Review: Not Much Light in Fox’s Rocky Horror Picture Show

THE ROCKY HORROR PICTURE SHOW: Let's Do The Time Warp Again: L-R: Annaleigh Ashford, Laverne Cox, Staz Nair, Victoria Justice and Ryan McCartan in THE ROCKY HORROR PICTURE SHOW: Let's Do The Time Warp Again, premiering Thursday, Oct. 20 (8:00-10:00 PM ET/PT) on FOX. ©2016 Fox Broadcasting Co. Cr: Steve Wilkie/FOX
Damn it. Photo: Steve Wilkie/FOX

Trying to avoid the third presidential debate, I decided to watch a press screener of Fox TV’s version of The Rocky Horror Picture Show last night, thinking camp would be the perfect antidote to Trump. After all, the material has comforted and celebrated marginalized people in their struggle against implicit Republicans for more than 40 years. (The stage version premiered in London in 1973.) That it never made much sense seemed immaterial; its songs and story were always secondary to its electric, transgressive spirit, and that of its audience. Unfortunately, in this embalmed remake, neither was much in evidence: There was no live audience, of course, and no electricity, either.

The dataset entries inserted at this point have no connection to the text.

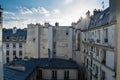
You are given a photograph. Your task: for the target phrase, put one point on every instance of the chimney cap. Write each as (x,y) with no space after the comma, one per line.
(56,24)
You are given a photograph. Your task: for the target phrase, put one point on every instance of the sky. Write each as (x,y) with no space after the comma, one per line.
(19,13)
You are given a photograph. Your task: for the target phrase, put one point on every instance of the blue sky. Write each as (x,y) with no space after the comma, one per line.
(19,13)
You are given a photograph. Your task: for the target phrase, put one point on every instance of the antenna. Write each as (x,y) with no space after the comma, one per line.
(103,5)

You can’t blame the adaptation; the producers used the original version verbatim. It is still the story of the newly affianced young Brad and Janet seeking shelter during a thunderstorm in the castle of one Frank N. Furter, a “sweet transvestite from Transexual, Transylvania.” I won’t bother to revisit the throw-everything-at-the-wall-and-see-what-sticks specifics, but the gist of the story is that the square couple gets sexually radicalized by exposure to their host’s sci-fi punk ménage, including Rocky Horror himself, a buff monster created with half a brain leftover from a previous experiment that failed. The Nike-ad-ready theme is “Don’t dream it, be it” — a gassy nostrum under the best of circumstances and dead flat in these.

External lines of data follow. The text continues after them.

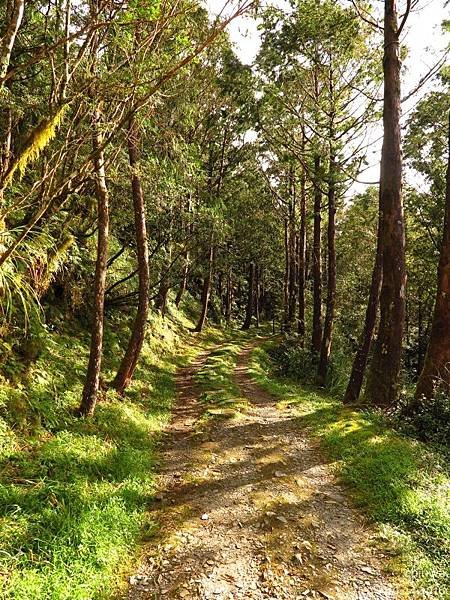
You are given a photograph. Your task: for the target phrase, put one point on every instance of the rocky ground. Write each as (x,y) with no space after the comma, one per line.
(249,509)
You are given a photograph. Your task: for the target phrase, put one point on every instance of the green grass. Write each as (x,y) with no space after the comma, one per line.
(74,492)
(219,394)
(401,484)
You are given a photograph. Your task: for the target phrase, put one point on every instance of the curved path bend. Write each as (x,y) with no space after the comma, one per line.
(250,509)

Those circumstances include a mystifyingly slow pace, filled with weird longueurs and anticlimaxes. (You would think that The Rocky Horror Picture Show, of all musicals, would be pro-climax.) The director, Kenny Ortega, known for the High School Musical trilogy, seems to think that by mixing overbusy sequences with others that have almost no content or momentum he can achieve a nice average. That didn’t work; I found myself alternately falling asleep and squinting at the visual mess. (If you ever wondered whether you could get too much of the theatrical costuming genius William Ivey Long, the answer is yes.) And though Laverne Cox, as Frank N. Furter, brought some amusing intonations and an undeniable queer spark to the proceedings — she is transgender — most of the cast, drawn from film and television, could not sell the material, especially the songs, no matter how much electronic help was provided. Only Annaleigh Ashford, a stage creature, managed to sound, as the groupie Columbia, the least bit alive.

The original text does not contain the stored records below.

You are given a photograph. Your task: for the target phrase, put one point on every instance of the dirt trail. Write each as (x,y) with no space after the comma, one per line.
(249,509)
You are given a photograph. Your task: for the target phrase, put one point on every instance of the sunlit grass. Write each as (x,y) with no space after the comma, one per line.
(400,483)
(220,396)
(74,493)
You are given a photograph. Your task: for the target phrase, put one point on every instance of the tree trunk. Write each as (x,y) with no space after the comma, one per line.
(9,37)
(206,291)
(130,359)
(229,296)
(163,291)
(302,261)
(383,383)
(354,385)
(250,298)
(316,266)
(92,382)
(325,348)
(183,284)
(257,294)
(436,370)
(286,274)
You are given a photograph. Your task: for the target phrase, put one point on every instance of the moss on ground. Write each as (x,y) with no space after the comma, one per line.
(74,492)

The production’s intentions were good enough, I suppose. Hiring Tim Curry — the original Frank N. Furter in London, on Broadway, and in the 1975 movie — to play the narrator was a fitting touch, though the effects of his 2012 stroke are still obvious. A hat tip to the tradition of audience participation that turned the movie into a midnight-show cult was another good idea, if carried out poorly. But mostly this was a brainless, or half-brainless, addition to the roster of recent television musical remakes, worse in some ways than the others because the material itself is so thin. It would have needed an exceptionally professional production to work. Though camp at its best flirts with amateurism, and even failure, this production does more than flirt; it pretty much goes all the way to disaster. I might as well have watched the debate.

The Rocky Horror Picture Show: Let’s Do the Time Warp Again is on Fox TV tonight at 8 p.m.